„Anschnallen und festhalten“
Diesen Rat hätte man Anleiheninvestoren vor knapp einem halben Jahr geben müssen. Seit Februar bewegen sich die Renditen an den Anleihenmärkten der westlichen Welt beinahe schon so heftig auf und ab wie bei den Aktienmärkten. Im Vorfeld des Irak-Krieges flüchteten die Investoren in Anleihen; und die Rendite der zehnjährigen Benchmark-Staatsanleihe in den USA fiel auf etwa 3,6 Prozent. Dann stieg die Rendite wieder knapp über 4 Prozent, um anschließend bis Mitte Juni auf das 45-Jahre-Rekordtief von 3,1 Prozent nachzugeben. Ende Juli ließen einige verklausulierte, zudem auch im bezug auf andere FED-Mitglieder (Ben Bernanke!) widersprüchliche Aussagen Greenspans die US-Renditen auf rund 4,5 Prozent hochschnellen. Derzeit notiert der zehnjährige US-Treasury-Bond wieder bei rund 4,41 Prozent, und wie es scheint hat sich die Lage einigermaßen beruhigt und vorerst die Irrfahrt der Renditen nachgelassen. Doch es bleibt nicht nur die Frage nach dem oder den Auslöser der heftigen Reaktionen, sondern auch dem Hintergrund und Zweck der Irritationen.

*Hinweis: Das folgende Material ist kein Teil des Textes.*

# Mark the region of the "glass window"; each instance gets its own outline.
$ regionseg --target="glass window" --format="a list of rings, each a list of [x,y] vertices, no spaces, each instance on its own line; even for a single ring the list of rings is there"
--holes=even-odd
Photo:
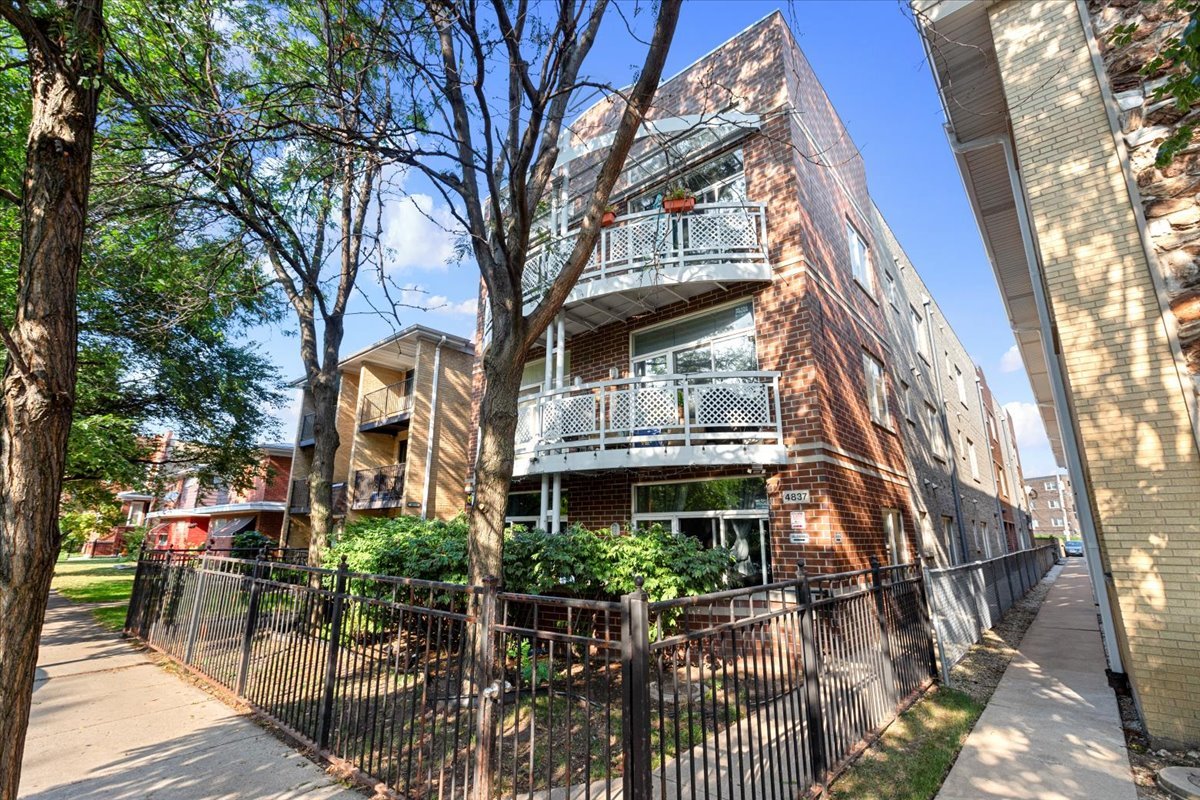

Renditen nach wie vor tief
Vom Prinzip her ist das aktuell um 130 Basispunkte, also 1,3 Prozent höhere Renditeniveau als noch zuvor im rekordtiefen Juni sicher noch nicht als konjunkturschädlich zu bezeichnen. Die Botschaft der internationalen Märkte – auch in Japan kam es zuletzt durch die Hoffnung auf die Beendigung der langjährigen, deflationären wirtschaftlichen Durststrecke zu einem rasanten Anziehen der über viele Jahre nahe der Nulllinie befindlichen Renditekurve – aber muß die Währungshüter in Washington aus einem anderen Grund in Unruhe versetzen: In den höheren Renditen spiegelt sich nämlich mehr als die Hoffnung auf eine verbesserte Verzinsung des eingesetzten Kapitals der Investoren. Sie wäre im Zuge einer Konjunkturerholung keine Überraschung.
Anleger wollen Inflationsprämie
Auch das inzwischen auf rund viereinhalb Prozent des Bruttoinlandsprodukts angeschwollene Haushaltsdefizit der amerikanischen Regierung und die daraus folgende höhere Inanspruchnahme des Kapitalmarktes vermögen den Renditesprung nicht gänzlich zu erklären. Die Märkte haben vielmehr begriffen, daß die Federal Reserve auf dem besten Wege ist, zu einer Politik zurückzukehren, die seit gut zwei Jahrzehnten als untauglich und sogar gefährlich gilt: der Inflationierung der Wirtschaft in der Hoffnung, Wachstum zu generieren.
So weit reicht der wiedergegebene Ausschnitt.